You take information in through our eyes in the form of light. Instead of reaching out into the world with your eyes to pull light in, just sit back, relax and allow the information to enter on its own. If you reach out from your eyes then your head will reach forward too, which can compromise your posture and in turn disrupt your visual system. If you look with love then your head will naturally relax back into a more comfortable position, which will simultaneously make you feel more cradled and confident. You switch from reaching to receiving, from forcing to allowing.
Imagine how a baby uses his or her eyes and try to remember when you looked at the world for the first time. When you practice looking with love you will notice that your eyes soften, your muscles relax and the corners of your mouth may curl up into a little smile. Keep in mind that it is nearly impossible to look with love with a frown upon your face. The art of receptive sight is seeing with your heart instead of your head. Looking with love banishes all physical, mental and emotional strain and therefore induces clearer eyesight and insight. A good indicator that you are truly looking with love is that you giggle and your eyes will tingle with the awakening sense-ation of gently allowing light to enter your body through your eyes. It almost tickles!

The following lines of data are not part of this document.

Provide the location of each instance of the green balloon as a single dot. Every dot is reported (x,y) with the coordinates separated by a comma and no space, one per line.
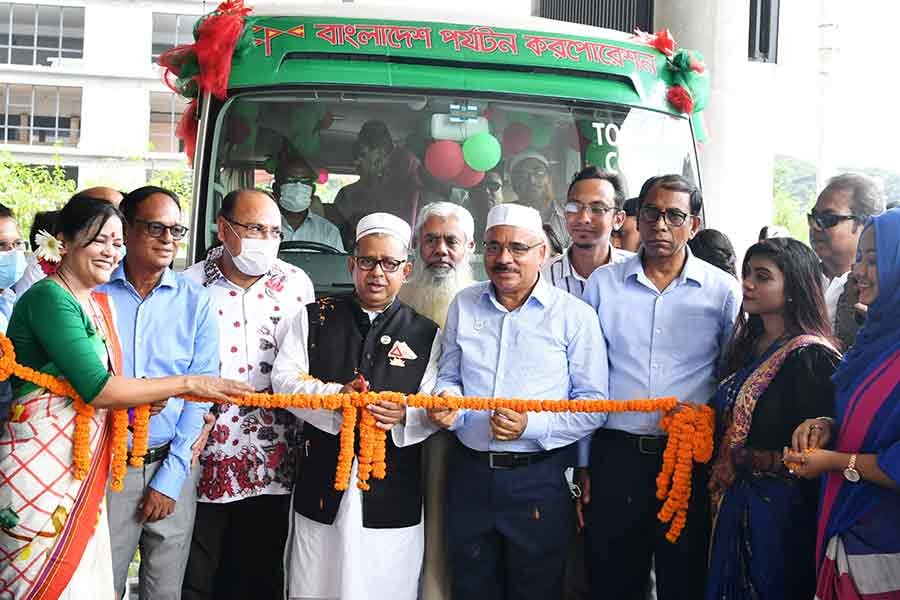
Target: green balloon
(482,152)
(541,134)
(603,157)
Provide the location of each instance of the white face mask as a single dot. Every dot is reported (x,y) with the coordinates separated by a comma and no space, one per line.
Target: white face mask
(295,197)
(256,257)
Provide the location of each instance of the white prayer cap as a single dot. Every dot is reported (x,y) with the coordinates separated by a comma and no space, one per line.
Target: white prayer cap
(525,156)
(385,223)
(516,215)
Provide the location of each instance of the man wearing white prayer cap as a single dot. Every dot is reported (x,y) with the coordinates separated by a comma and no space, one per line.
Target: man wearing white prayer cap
(532,181)
(356,545)
(510,513)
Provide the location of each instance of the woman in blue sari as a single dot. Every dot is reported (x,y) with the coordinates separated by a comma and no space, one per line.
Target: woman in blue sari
(778,370)
(858,544)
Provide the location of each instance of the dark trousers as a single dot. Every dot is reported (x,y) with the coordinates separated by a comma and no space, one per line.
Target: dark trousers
(623,534)
(508,530)
(237,551)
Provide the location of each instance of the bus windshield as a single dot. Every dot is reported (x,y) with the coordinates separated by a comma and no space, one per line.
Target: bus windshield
(362,152)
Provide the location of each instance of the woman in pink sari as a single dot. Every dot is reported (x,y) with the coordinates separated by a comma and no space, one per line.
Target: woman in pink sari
(54,539)
(858,545)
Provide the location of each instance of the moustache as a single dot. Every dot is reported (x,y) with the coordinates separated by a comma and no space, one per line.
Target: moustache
(504,269)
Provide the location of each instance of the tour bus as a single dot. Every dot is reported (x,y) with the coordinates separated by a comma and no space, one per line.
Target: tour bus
(468,109)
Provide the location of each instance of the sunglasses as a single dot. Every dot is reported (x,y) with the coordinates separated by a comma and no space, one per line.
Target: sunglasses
(827,220)
(157,229)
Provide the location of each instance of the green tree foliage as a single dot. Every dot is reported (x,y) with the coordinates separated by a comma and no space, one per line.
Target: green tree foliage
(29,189)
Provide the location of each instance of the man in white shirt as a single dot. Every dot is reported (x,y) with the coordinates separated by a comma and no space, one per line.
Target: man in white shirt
(593,211)
(247,467)
(355,545)
(835,224)
(294,187)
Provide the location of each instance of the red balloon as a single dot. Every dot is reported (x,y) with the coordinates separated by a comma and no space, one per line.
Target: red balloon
(516,138)
(468,178)
(444,159)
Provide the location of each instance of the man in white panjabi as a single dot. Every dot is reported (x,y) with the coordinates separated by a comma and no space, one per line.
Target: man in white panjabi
(357,545)
(445,242)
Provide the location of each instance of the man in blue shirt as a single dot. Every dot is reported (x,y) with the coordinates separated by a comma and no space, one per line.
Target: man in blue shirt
(165,327)
(667,317)
(509,508)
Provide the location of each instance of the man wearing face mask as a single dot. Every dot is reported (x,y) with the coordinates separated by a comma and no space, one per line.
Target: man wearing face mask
(12,266)
(294,188)
(12,262)
(246,469)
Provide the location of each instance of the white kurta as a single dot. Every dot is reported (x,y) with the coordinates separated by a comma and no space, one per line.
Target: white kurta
(345,560)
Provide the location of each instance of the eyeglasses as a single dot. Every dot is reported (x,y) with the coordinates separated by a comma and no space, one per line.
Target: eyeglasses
(596,210)
(827,220)
(672,216)
(259,232)
(157,229)
(388,265)
(20,245)
(517,249)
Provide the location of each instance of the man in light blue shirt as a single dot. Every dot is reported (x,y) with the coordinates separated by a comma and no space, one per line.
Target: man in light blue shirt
(515,336)
(166,327)
(293,188)
(667,317)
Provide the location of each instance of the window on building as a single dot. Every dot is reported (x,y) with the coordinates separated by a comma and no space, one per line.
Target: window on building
(763,42)
(624,15)
(170,31)
(40,115)
(33,34)
(166,109)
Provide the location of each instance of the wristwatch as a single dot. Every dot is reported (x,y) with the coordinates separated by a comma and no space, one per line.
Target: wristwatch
(850,473)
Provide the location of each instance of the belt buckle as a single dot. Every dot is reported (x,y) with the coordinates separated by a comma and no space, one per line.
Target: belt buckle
(641,448)
(492,455)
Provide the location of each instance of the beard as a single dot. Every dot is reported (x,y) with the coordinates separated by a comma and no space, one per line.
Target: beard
(430,292)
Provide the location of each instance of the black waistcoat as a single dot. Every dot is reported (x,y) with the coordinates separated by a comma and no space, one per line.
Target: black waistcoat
(341,344)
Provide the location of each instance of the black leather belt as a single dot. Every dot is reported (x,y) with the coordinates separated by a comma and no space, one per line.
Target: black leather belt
(508,460)
(155,454)
(645,444)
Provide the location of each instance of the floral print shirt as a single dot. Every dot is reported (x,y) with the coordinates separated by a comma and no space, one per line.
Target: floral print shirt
(250,451)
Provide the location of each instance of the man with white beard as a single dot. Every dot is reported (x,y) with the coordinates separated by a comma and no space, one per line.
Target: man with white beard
(445,241)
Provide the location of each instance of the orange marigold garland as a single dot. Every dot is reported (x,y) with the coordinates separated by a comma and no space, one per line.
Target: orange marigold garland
(140,435)
(119,466)
(345,454)
(81,439)
(690,430)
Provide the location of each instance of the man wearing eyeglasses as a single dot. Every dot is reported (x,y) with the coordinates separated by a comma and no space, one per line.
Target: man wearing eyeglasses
(166,327)
(247,467)
(593,211)
(532,181)
(835,224)
(667,317)
(355,544)
(509,508)
(294,187)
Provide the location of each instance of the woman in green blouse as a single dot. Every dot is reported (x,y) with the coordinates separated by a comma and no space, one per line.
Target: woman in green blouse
(54,539)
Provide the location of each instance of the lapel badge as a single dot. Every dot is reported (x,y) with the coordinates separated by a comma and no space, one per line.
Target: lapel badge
(400,353)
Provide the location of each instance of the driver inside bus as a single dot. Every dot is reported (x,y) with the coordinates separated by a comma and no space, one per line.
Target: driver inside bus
(532,182)
(294,187)
(389,180)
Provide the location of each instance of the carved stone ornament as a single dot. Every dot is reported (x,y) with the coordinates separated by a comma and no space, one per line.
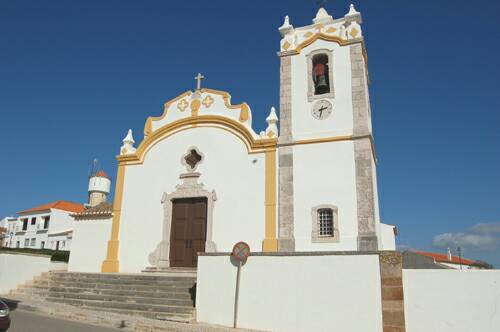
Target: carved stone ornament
(192,159)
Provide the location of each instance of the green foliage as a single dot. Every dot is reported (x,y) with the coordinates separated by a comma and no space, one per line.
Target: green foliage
(55,255)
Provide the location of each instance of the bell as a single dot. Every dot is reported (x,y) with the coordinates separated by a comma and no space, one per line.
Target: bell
(321,82)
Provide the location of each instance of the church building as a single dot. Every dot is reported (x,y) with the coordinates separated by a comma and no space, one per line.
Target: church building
(202,179)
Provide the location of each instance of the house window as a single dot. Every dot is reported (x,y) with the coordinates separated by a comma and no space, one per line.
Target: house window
(325,220)
(325,226)
(46,222)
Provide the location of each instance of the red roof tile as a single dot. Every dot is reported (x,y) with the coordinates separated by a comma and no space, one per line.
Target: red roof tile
(60,205)
(443,258)
(102,174)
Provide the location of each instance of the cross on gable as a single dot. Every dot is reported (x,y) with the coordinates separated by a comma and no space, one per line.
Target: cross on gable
(198,78)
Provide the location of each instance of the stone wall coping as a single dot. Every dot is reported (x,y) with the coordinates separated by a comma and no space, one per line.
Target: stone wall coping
(304,253)
(23,253)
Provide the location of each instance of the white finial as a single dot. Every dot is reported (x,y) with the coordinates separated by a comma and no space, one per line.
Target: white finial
(272,120)
(198,79)
(128,144)
(322,17)
(286,27)
(352,11)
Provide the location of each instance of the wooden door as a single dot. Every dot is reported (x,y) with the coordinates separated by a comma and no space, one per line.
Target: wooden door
(189,231)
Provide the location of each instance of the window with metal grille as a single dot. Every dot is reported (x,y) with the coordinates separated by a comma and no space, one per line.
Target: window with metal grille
(325,222)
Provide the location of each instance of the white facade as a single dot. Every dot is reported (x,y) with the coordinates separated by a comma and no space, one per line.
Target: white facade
(337,293)
(448,300)
(310,187)
(88,246)
(29,230)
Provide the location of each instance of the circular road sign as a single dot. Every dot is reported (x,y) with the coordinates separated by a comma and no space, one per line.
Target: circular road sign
(241,251)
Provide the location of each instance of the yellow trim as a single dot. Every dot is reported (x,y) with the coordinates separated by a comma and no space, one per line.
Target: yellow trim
(148,127)
(320,140)
(253,145)
(326,37)
(112,264)
(270,243)
(244,114)
(243,107)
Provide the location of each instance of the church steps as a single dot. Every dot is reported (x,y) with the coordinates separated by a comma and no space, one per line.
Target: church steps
(159,296)
(165,309)
(124,292)
(133,287)
(186,302)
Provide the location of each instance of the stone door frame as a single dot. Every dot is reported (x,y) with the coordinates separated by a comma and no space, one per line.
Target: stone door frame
(190,188)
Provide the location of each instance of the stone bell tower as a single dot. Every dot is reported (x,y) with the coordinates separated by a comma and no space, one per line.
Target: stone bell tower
(326,147)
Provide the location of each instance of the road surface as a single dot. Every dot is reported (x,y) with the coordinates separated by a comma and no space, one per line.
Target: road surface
(23,321)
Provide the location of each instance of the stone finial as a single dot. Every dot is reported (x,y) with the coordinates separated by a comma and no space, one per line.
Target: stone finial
(128,144)
(286,27)
(352,11)
(322,17)
(272,127)
(353,15)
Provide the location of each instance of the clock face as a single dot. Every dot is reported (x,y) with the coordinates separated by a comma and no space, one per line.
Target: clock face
(322,109)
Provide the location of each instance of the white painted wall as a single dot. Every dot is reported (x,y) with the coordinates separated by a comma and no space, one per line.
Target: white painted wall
(237,177)
(16,269)
(340,122)
(387,237)
(452,301)
(325,174)
(59,221)
(89,245)
(292,293)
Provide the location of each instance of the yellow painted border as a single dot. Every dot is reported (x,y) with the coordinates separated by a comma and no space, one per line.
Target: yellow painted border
(111,263)
(253,145)
(270,243)
(243,107)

Tip #1: See if you can begin to actually feel the light entering your eyes, landing on your retinas, traveling through your optic nerves and stimulating your visual cortex in the very back of your brain.
By becoming more receptive, you may also become aware that vision is not just a one-way street. The art of receptive eyesight is both passive and active. Your eyes receive and your eyes give. By sending love and light out through your eyes, you are inviting more love and light to return through your eyes. If on the other hand you send out anger, confusion, fear or blur, then that is what will return to you.
Tip #2: Use your eyes like expensive paintbrushes, gently painting a beautiful portrait in front of you. Become an artist by playing more of an active role in your vision. Even if the picture is blurry at first, accept it and love it as you practice.
One of the first steps to improving your eyesight is embracing the blur and working with the vision that you have at this moment. Resisting the blur will only bring more blur. Blurry eyesight is a message from within that something is out of balance. Resisting or covering up the blur with glasses, contacts or surgery is ignoring that critical message from within. Removing your lenses and accepting the blur is receiving that message and initiating an investigation as to what is out of balance and why. As you dig deeper within, remember to look with love internally as well as externally. I look forward to hearing how looking with love changes your eyesight, insight or perspective on life.